Less supplicant, more partner

Governments are an essential partner for successful business, even if predicting elections is a tricky business

Last month I commented on the UK general election. The outcome looked too close to call, I thought, and concluded… “one thing is clear, though. All the parties have ambitions for change, and none have the resources to pay for it through conventional tax and spend. Whatever the hue of the next government, it will surely come knocking at the door of companies for help, willing or unwilling.” (For our analysis of the Conservative manifesto, see here, where we noted a resurrection of the Big Society concept and some interesting detail about corporate responsibility.)

This month I want to take the argument a stage further and say that companies should see governments as an essential partner, rather than a demanding supplicant to be held at bay. That’s not to say I accept the full Mariana Mazzucato thesis (The Entrepreneurial State) that it’s governments who are the real innovators and risk-takers. But I do think the much-quoted concept of ‘shared value’ focuses too much on companies and their own social impacts, and not enough on the essential role played by government.

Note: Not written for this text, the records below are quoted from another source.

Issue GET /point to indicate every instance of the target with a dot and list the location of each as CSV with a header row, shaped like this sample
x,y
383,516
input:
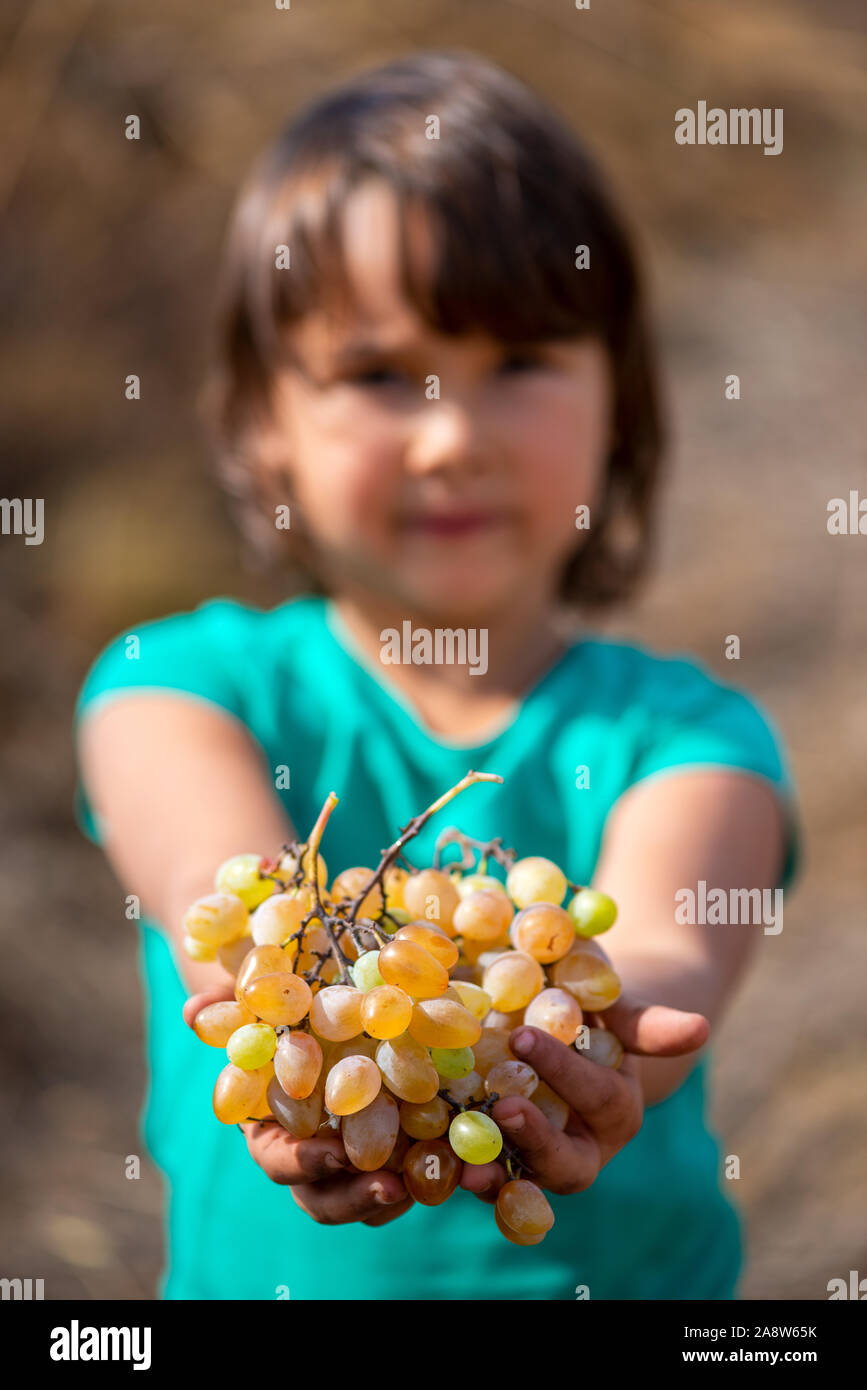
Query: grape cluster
x,y
384,1005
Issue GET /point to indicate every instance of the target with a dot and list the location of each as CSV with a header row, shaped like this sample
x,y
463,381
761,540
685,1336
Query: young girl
x,y
420,363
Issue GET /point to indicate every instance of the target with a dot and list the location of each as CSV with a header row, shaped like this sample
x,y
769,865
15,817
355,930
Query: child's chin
x,y
466,598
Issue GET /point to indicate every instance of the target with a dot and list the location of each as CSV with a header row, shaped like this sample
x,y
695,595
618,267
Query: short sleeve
x,y
695,720
186,652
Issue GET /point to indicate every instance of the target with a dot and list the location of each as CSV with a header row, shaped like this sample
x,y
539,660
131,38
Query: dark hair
x,y
512,195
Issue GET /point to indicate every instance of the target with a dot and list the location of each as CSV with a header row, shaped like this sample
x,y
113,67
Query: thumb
x,y
199,1001
655,1029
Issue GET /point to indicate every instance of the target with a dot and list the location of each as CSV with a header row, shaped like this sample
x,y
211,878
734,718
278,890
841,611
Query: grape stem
x,y
410,831
513,1158
485,848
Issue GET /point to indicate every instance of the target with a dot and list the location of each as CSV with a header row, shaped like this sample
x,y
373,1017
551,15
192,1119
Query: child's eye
x,y
516,362
377,377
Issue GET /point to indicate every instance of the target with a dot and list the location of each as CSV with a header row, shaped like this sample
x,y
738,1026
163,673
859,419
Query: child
x,y
435,384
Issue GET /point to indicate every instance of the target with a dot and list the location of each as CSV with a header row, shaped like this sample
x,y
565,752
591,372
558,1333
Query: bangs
x,y
506,196
507,199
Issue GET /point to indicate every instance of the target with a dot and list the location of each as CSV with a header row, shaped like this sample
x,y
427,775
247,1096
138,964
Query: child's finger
x,y
484,1180
199,1001
655,1029
592,1091
557,1161
352,1198
291,1161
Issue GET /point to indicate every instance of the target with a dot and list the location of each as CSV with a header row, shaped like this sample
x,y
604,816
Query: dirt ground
x,y
756,264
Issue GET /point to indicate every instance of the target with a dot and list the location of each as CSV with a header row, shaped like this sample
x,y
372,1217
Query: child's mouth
x,y
452,524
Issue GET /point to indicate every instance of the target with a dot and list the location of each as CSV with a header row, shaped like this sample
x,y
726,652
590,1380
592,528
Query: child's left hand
x,y
606,1104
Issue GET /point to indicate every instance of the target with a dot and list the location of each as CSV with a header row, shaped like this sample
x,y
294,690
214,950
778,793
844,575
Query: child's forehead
x,y
373,227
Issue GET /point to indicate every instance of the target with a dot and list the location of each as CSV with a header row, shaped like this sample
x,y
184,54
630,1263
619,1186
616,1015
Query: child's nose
x,y
445,435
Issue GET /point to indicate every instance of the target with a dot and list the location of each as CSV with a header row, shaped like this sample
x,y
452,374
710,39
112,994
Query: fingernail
x,y
513,1122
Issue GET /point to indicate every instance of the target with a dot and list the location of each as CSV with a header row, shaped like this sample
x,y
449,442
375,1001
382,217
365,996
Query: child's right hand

To plot a reliable path towards an economically prosperous, social just and environmentally sustainable future, we need a tripartite approach involving business, government and civil society. If you doubted governments are an essential part of the equation, just look at the topics addressed in our guest articles this month – urban sanitation by Neil Jeffrey from WSUP and food security by Anna Simpson from Forum for the Future.

That becomes harder if government is not a stable partner. The UK political outlook may now be more certain, but the picture internationally is less so. The US presidential election kicks off in just eight months with the Iowa caucus in February 2016, and the final vote in November. In Europe, 2017 is bookended with French presidential elections in the spring and German federal elections in the autumn. Meanwhile this year sees major intergovernmental agreements due on sustainable development in September and climate change in December.

For global companies, the sustainable development goals (SDGs) offer a framework which – if agreed as new ‘world goals’ at the United Nations – will transcend the shifting priorities of national governments. Here at Corporate Citizenship we’re embarking on a 17 week effort in the run up to September to analyse each of the 17 proposed goals in turn, asking what they mean for business. You can track our progress here and follow us on Twitter for a weekly prompt.

The case for more joined-up thinking was driven home for me by a recent study by the IMF on the sheer scale of government subsidies for energy, estimated at a $333 billion this year. That’s money governments spend to reduce the purchase price of energy. Where the study broke new ground was in quantifying the cost of the damage done by burning that energy, in air pollution, road congestion and global warming. Calling that a post-tax subsidy, the IMF puts the price tag at a stonking $5.3 trillion – 16 times more. Much of that is paid by companies and citizens, in lost productivity, and by the governments themselves in remedial spending. The IMF modestly concludes “the fiscal, environmental and welfare gains from removing energy subsidies are substantial” – worth 3.6% of global GDP.

Now that’s a prize worth winning from getting government policy-making right.